One thing is for certain, the defense is still more than just a bit fragile. There were more than a few problems and ‘Spanish Dave’ De Gea was fortunate that Jonny Evans got back to spare him after a sloppy 28th minute error almost let in Matt Phillips. Debutante Marcos Rojo, picked ahead of a recuperated Luke Shaw at left-back, made a couple of mistakes that higher quality opponents would have pounced on. Nevertheless, all vulnerabilities aside, Tyler Blackett enjoyed himself at the back and improves with every game.

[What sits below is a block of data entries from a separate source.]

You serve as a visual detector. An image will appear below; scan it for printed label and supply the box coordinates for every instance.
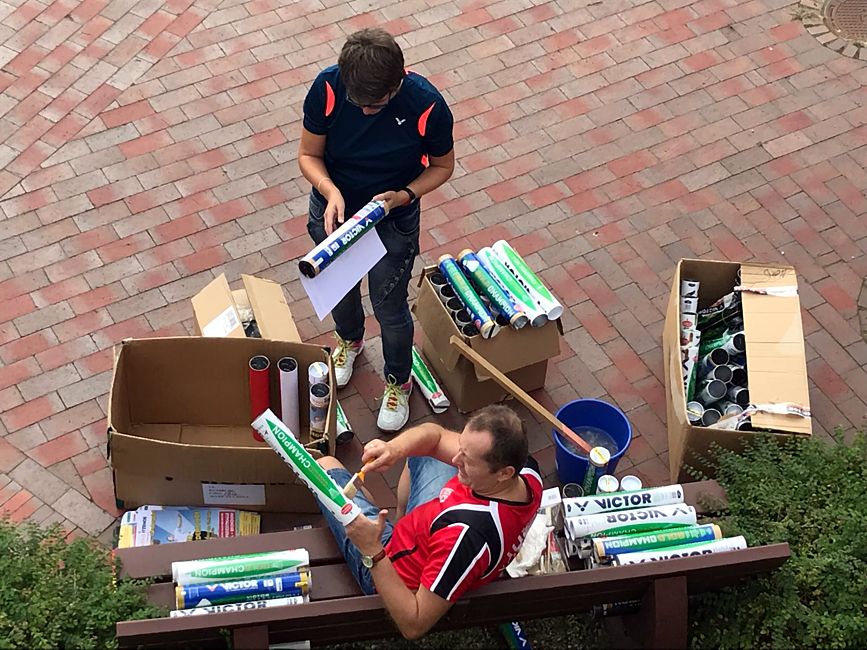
[202,305,241,337]
[202,483,266,506]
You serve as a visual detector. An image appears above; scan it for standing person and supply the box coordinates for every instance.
[297,28,455,432]
[314,405,543,640]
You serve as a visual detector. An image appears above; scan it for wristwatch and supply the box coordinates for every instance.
[401,187,417,205]
[361,548,387,569]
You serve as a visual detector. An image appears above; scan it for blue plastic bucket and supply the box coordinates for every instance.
[553,398,633,485]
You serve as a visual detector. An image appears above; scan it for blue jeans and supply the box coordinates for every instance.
[318,457,458,595]
[307,191,420,384]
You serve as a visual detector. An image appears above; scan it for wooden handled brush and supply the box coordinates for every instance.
[342,467,368,500]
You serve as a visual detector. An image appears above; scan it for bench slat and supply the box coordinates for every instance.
[118,543,790,647]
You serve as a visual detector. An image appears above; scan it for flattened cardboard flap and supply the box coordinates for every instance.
[241,274,301,343]
[738,264,810,434]
[191,274,244,338]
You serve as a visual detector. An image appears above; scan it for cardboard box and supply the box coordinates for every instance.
[108,337,336,512]
[191,274,301,343]
[414,267,562,413]
[663,259,811,482]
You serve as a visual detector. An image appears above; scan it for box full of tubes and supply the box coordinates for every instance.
[662,259,811,482]
[560,473,747,581]
[168,549,311,617]
[413,241,563,412]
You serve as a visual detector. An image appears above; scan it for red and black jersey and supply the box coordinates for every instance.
[385,460,543,602]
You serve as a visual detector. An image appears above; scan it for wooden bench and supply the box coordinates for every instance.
[115,481,790,649]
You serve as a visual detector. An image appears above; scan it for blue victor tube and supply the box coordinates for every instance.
[299,200,387,278]
[175,570,310,609]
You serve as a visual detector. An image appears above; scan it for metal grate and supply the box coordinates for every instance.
[824,0,867,42]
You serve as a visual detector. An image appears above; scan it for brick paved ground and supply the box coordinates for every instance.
[1,0,866,542]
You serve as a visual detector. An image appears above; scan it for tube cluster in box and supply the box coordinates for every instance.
[680,276,751,429]
[429,239,563,340]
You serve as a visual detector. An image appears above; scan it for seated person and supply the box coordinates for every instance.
[316,405,543,639]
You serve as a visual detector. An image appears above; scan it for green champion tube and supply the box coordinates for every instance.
[252,409,361,525]
[437,256,495,338]
[411,346,449,413]
[173,550,310,585]
[593,524,721,560]
[478,247,548,327]
[458,249,529,329]
[492,240,563,319]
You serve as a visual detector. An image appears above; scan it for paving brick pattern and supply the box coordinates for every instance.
[1,0,866,540]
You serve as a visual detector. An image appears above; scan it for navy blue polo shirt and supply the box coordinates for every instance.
[303,65,454,217]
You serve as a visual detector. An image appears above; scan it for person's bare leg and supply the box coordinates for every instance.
[396,461,411,520]
[318,456,378,503]
[318,456,346,471]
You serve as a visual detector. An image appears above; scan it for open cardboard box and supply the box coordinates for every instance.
[191,274,301,343]
[413,266,562,413]
[663,259,811,482]
[108,337,336,513]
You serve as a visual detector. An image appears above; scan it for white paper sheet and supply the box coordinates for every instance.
[300,229,387,320]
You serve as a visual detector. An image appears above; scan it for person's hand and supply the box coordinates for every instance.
[372,190,408,214]
[346,509,388,556]
[361,439,400,473]
[323,188,345,235]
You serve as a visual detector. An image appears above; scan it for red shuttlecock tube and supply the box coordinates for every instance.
[249,355,271,441]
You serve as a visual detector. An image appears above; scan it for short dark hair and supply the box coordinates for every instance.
[338,28,405,104]
[467,405,528,475]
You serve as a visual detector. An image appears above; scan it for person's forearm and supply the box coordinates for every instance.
[298,154,335,196]
[404,164,452,201]
[388,421,445,461]
[370,560,427,639]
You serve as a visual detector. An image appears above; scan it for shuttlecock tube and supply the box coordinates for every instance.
[298,200,387,278]
[477,247,547,327]
[458,249,528,329]
[491,239,563,319]
[278,357,300,437]
[437,256,495,338]
[253,409,360,525]
[411,346,449,413]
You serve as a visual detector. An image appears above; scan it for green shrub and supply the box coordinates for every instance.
[688,432,867,649]
[0,518,161,649]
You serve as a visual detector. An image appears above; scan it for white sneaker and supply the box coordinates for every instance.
[332,335,363,388]
[377,376,412,432]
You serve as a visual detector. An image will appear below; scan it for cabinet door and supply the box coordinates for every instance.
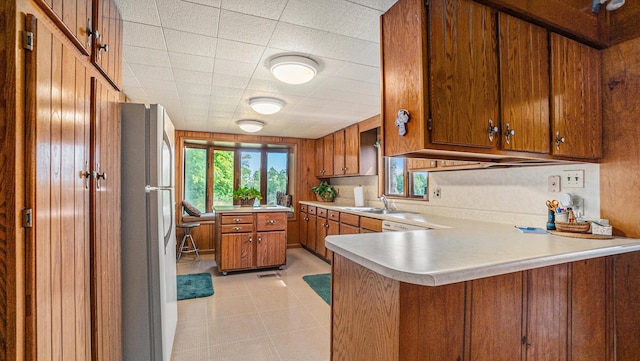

Falcao, restricted to a substitute’s role after performing for Colombia against Brazil on Wednesday in Miami, began warming up to raucous acclaim in the 58th minutes and he looked genuinely moved as the Stretford End repeatedly sang his name. A new song in anticipation of his impending arrival. Seconds later, Di María picked out Juan Mata who ever-so-casually pushed home a fourth goal. The stadium erupted. As loud as Old Trafford has been in six seasons.
When Falcao did make it onto the pitch to replace Mata, he arrived wearing one pink boot, one blue and a beatific grin. And only minutes later, a shellshocked QPR were extremely fortunate that Green sprinted quickly enough off his line to push aside a debut goal for the Stretford End’s brand-new darling lad.
The latter part of the game was a desperate effort to limit any further punishment being meted out by United. Harry Redknapp’s team, which had seemed so lost and intimidated for the first hour performed with a more marked sense of integrity for the final half-hour.
“I think United will be coming into their own again almost immediately,” a smiling Rio Ferdinand said after the game. “The club and I miss each other a lot already.”